É um debate no qual as partes interessadas não sabem exatamente o que querem, mas sim o que não querem.
 
A interrogação de como gerenciar a internet – e quem deve fazê-lo – ganhou corpo após as revelações de espionagem na rede vazadas por Edward Snowden, ex-funcionário da Agência de Segurança Nacional americana (NSA, na sigla em inglês).
 
Mas até agora, mais propostas foram rejeitadas do que bem recebidas, indicando a complexidade dos interesses envolvidos em um debate que está sendo impulsionado em parte pelo Brasil.
 
Em uma discussão promovida pelo centro de estudos Wilson Center, em Washington, um painel de especialistas trouxe à tona a variedade de questões presentes na discussão.
É possível conciliar a tarefa dos governos de patrulhar a rede em busca de potenciais terroristas com as liberdades fundamentais e o direito à privacidade das sociedades ocidentais?
 
Solução brasileira

"Ainda não há nenhuma proposta concreta sendo discutida", disse o conselheiro da corporação americana encarregada de atribuir domínios, o ICANN, Jamie Hedlund.
 
Falando à BBC Brasil após o evento, ele disse que "uma forma de fazer isso seria chegando a um modelo de política nacional que possa ser implementado em todos os países".
Até o episódio envolvendo a NSA, os EUA podiam sem grande polêmica ser considerados um exemplo neste tipo de discussão.
 
A legislação americana de privacidade no setor de telecomunicações data dos anos em que procurou-se evitar a repetição dos excessos cometidos pelos serviços de inteligência do governo durante o governo do ex-presidente Richard Nixon (1969-1974).
 
Mas a polêmica da NSA erodiu a liderança no tema – opinião comum entre analistas americanos –, e a internet coloca na equação uma realidade que ultrapassa fronteiras, requerendo ações mais coordenadas em nível internacional.
 
Voz ativa na discussão, a presidente Dilma Rousseff não esconde que pretende fazer do marco civil da internet brasileiro uma inspiração para um arranjo semelhante que gerencie o funcionamento da rede no mundo.
 
Entre os pontos incluídos no projeto de marco civil da internet estão a garantia de neutralidade da rede – ou seja, que todos os dados da internet possam ser acessados sem distinção de conteúdo -, a garantia de privacidade dos usuários, salvaguardas aos dados pessoais dos internautas e uma regulamentação estabelecendo em que situações conteúdo pode ser retirado da rede.
 
Dilma anunciou uma conferência no Brasil em abril do ano que vem com o intuito de promover discussões para chegar a uma internet "aberta, democrática e participativa".
 
“Defendemos (…) que haja marco civil multilateral para governança e uso da internet.
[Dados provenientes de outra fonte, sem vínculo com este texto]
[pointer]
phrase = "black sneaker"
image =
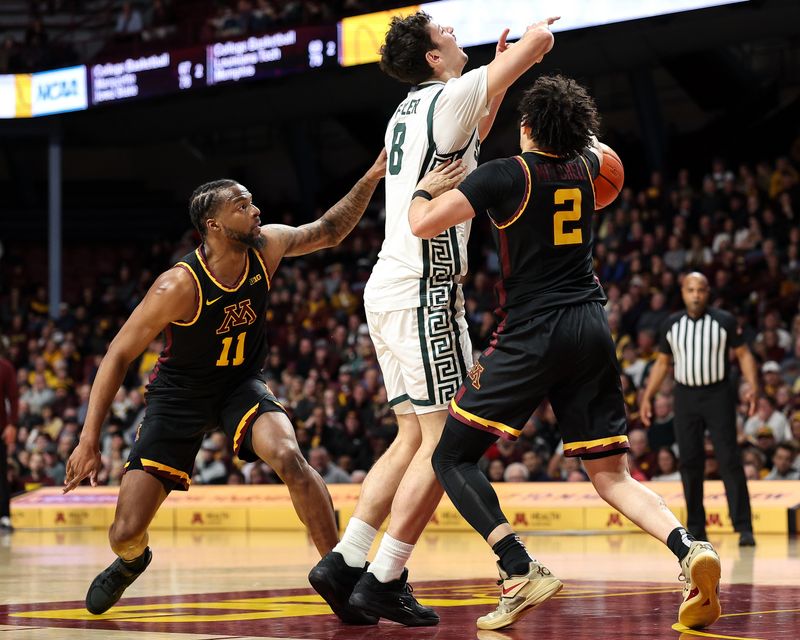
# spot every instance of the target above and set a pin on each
(746, 539)
(334, 580)
(392, 600)
(109, 586)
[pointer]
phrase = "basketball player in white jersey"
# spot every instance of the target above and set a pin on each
(414, 304)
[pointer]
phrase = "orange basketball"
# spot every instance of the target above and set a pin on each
(609, 183)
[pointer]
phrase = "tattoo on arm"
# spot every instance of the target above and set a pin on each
(335, 223)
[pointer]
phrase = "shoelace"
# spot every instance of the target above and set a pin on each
(114, 579)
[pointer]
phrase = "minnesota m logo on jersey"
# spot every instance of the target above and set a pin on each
(475, 374)
(236, 315)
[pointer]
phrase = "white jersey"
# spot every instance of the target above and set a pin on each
(437, 121)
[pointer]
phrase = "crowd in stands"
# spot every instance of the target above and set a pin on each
(126, 27)
(738, 225)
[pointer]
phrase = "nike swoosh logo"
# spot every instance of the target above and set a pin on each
(512, 587)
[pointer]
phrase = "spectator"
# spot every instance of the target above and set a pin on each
(160, 21)
(9, 420)
(129, 21)
(666, 465)
(769, 418)
(535, 465)
(783, 463)
(661, 432)
(516, 472)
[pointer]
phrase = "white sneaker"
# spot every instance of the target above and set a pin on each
(701, 571)
(520, 594)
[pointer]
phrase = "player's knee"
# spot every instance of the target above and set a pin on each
(441, 461)
(290, 465)
(125, 531)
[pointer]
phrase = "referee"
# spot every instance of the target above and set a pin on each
(698, 340)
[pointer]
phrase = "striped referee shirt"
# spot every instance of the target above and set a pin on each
(700, 347)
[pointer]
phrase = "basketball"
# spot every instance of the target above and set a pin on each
(609, 183)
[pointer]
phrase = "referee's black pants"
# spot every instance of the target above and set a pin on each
(712, 408)
(5, 490)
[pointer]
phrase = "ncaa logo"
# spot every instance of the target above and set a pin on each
(58, 90)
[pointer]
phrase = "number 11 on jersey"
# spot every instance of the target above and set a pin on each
(238, 359)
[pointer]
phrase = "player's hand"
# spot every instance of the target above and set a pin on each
(646, 411)
(502, 45)
(378, 169)
(544, 24)
(84, 461)
(443, 178)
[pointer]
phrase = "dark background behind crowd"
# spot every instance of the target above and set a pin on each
(713, 185)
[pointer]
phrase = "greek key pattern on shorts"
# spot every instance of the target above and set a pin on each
(443, 268)
(443, 354)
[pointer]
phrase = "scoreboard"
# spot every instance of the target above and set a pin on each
(168, 72)
(352, 41)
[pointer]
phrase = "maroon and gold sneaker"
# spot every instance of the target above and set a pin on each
(701, 573)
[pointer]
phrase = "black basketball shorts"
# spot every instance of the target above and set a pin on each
(566, 355)
(172, 431)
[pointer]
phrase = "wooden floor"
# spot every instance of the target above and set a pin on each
(253, 585)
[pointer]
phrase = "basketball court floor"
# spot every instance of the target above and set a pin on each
(236, 585)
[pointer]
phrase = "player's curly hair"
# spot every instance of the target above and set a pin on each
(204, 202)
(403, 52)
(561, 114)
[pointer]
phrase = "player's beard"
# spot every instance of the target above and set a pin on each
(248, 239)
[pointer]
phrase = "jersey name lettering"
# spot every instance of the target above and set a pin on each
(408, 107)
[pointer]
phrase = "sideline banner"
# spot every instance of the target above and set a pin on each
(535, 506)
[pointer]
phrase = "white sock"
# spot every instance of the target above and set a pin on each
(355, 543)
(391, 559)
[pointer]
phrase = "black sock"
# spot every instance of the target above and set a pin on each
(514, 557)
(678, 542)
(137, 564)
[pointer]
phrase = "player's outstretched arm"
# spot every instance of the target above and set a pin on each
(485, 125)
(436, 205)
(330, 229)
(173, 296)
(511, 63)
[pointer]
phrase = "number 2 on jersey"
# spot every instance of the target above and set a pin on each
(396, 150)
(238, 359)
(561, 237)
Isso implicaria numa discussão sobre a proteção dos dados da internet para impedir que qualquer movimentação de combate ao terrorismo (…) seja usada como álibi para guerra cibernética”, disse a presidente nesta quinta-feira em entrevista à rádio Itatiaia.
 
A linha será defendida pelo ministro das Comunicações, Paulo Bernardo, durante o Fórum Internacional de Governança da Internet (IGF), uma iniciativa da ONU cuja reunião anual está ocorrendo em Bali, na Indonésia, até o fim desta semana.
 
Polêmica

Entretanto, um ponto na proposta do governo que está em tramitação no Congresso Nacional, com o objetivo de garantir essa proteção de dados, está sendo acusado de ir contra esse intuito: a cláusula que obrigaria empresas de telecomunicações a manter no Brasil as informações de cidadãos brasileiros.
 
A ideia gerou oposição de cerca de 50 organizações e associações empresariais que enviaram uma carta ao Congresso em Brasília, alertando que a iniciativa, se aprovada, teria "consequências indesejadas" como menor segurança dos dados, maior custo para empresas e consumidores brasileiros e menor competitividade para a economia do País.
 
"Arquivos envolvendo brasileiros, por essa lei do marco civil da internet, estarão no Brasil e não mais nos Estados Unidos, como ocorre hoje", disse Dilma à Itatiaia. "Eu tenho a certeza e a convicção que a grande maioria dos países democráticos vai procurar participar desse processo (…) que envolve, obviamente, os marcos civis da internet locais, mas exige também uma 'engenharia' da internet internacional que permita que a gente garanta esse espaço democrático para todos os cidadãos do mundo."
 
Durante o evento em Washington, um dos mentores do marco civil, o especialista Ronaldo Lemos, disse que a ideia de incluir a nacionalização de centros de dados na legislação não partiu da sociedade civil e sim de "setores" do governo brasileiro após os escândalos de espionagem.
 
Lemos questionou os efeitos da medida sobre a eficiência dos serviços de internet no Brasil, lembrando que a infraestrutura brasileira já enfrenta gargalos, por exemplo, no campo de energia.
 
Ecoando a queixa, o sócio da consultoria Prospectiva, Ricardo Sennes, avaliou que a proposta enfrenta resistências mesmo dentro da sociedade brasileira.
 
E todos os especialistas concordaram que outro perigo da proposta, mais além da dificuldade técnica, tem a ver com a possibilidade de outros países seguirem o exemplo, gerando uma espécie de "efeito dominó" e culminando na chamada "balcanização" da internet.
 
O termo invoca a fragmentação do espaço virtual até hoje considerado fluido – e percebido como tal –, e a sua substituição por um maior controle da internet por parte dos Estados nacionais.
 
Estados x Estados

Uma proposta de controlar a internet em instâncias como a ONU, vista com simpatia pelo governo do ex-presidente Luiz Inácio Lula da Silva, recebeu o apoio de nações como China e Rússia, mais conhecidas pela censura à internet que o respeito à liberdade de expressão.
 
Um modelo nesta linha possivelmente aumentaria os instrumentos dos governos para evitar ações de espionagem de outros governos. Mas entidades de direitos civis alertam que em vez de liberar a rede dos Estados nacionais, a proposta criaria ainda mais vigilância.
Na linha atual defendida pelo governo Dilma, o controle estatal deu lugar no discurso à governança multilateral e sobretudo "participativa", com a inclusão de vozes da sociedade entre as partes interessadas.
 
Mesmo que uma proposta global para a internet ainda seja uma realidade distante, Jamie Hedlund, do ICANN, acredita que a discussão foi apenas acelerada pelas revelações de Snowden.
 
"Se surge um problema envolvendo a internet agora, quem devo chamar?", ilustrou o executivo. "Essa já era uma preocupação antes de Snowden."